There are seemingly countless regulatory and industry frameworks out there that organizations have to navigate and comply with. SOX (Sarbanes-Oxley), PCI-DSS (Payment Card Industry Data Security Standard), GDPR (General Data Protection Regulation), HIPAA (Health Insurance Portability and Accountability Act), and many others that require maintaining a specified baseline of security. Compliance is a challenge in and of itself, but it is increasingly difficult to maintain compliance with accelerated DevOps lifecycles and complex, hybrid cloud environments.
Is Compliance and Risk Continuous?
Shailesh Athalye, VP of Compliance Solutions for Qualys addressed the issue of compliance at the Qualys Security Conference in Las Vegas. Speaking to hundred of attendees at the Bellagio Hotel, Athalye presented a session titled, “Continuous Compliance in Hybrid Environment.”
He pointed out that security is continuous and unified.
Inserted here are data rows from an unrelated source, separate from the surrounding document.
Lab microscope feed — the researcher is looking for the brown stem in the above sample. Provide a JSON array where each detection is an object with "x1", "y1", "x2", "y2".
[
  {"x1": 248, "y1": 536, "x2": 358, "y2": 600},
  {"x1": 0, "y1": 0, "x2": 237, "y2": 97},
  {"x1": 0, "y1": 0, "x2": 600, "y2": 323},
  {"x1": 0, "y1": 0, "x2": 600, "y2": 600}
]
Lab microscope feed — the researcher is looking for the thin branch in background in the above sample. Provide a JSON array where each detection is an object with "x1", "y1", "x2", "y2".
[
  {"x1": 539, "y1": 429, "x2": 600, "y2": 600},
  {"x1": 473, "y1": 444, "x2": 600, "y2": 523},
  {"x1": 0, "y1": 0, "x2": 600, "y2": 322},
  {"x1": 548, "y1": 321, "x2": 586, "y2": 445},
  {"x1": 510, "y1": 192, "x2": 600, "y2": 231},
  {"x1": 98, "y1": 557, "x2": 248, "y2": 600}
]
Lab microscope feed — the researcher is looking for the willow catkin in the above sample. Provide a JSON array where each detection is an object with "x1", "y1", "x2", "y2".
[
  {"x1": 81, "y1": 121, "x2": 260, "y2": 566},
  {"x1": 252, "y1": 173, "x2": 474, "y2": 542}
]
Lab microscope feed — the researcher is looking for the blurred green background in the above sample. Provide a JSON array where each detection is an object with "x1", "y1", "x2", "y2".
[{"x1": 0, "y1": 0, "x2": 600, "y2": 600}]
In the DevOps era, there is little that isn’t continuous. If you find something that isn’t continuous, there’s probably someone working on automating it to solve that problem. Athalye noted that security has no defined end. Vulnerabilities and configuration issues are identified and resolved, networks are constantly monitored for suspicious activity or emerging configuration issues, and threat intelligence is continuously gathered. Rinse and repeat.
He stressed, however, that compliance and risk are not necessarily connected directly to security. I agree. Even though there are elements of compliance that address cybersecurity and data privacy, the reality is that maintaining compliance does not necessarily mean you’re secure. The reverse is also true—although theoretically being secure should be more than enough to achieve compliance.
Qualys Policy Compliance
One of the primary challenges of compliance is maintaining it. Many organizations scramble to check the right boxes to pass a compliance audit, but don’t bother to do anything to remain compliance once the audit is passed. Athalye cautioned that an audit should not be a discovery exercise—it should be a confirmation exercise.
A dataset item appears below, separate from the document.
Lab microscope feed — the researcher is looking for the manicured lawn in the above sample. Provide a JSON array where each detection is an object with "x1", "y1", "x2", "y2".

While there is no direct relation between security and compliance, there is some overlap. Athalye described how Qualys’ platform for unified and continuous security—including things like Vulnerability Management, Continuous Monitoring, and Compliance Management—maps to various functions of governance and risk side, like IT internal audit reporting, IT policy management and reporting, Integrated IT risk assessment and reporting, and IT vendor risk management.
Athalye led the audience on a technical walkthrough of continuous compliance using Qualys Policy Compliance (PC). He talked about the role of FIM (file integrity monitoring) from the continuous delivering phase, and the ability to automatically discover and assess middleware technologies on the network from host scans without the need to create authentication records.
He wrapped up by pointing out some of the many advantages of Qualys Policy Compliance. He explained that it has best in class technology and content coverage for configuration management—with over 400 policies, and more than 10,000 controls and coverage for 150 different technologies. Data is collected from across all Qualys sensors, and you can automate remediation for configuration failures.
Every network is dynamic. Things change. The reality is that the more time that goes by between audits, the more likely it is that system configurations have drifted or deviated from expectations and compliance requirements. Adopting automated and continuous compliance will make future compliance audits a breeze.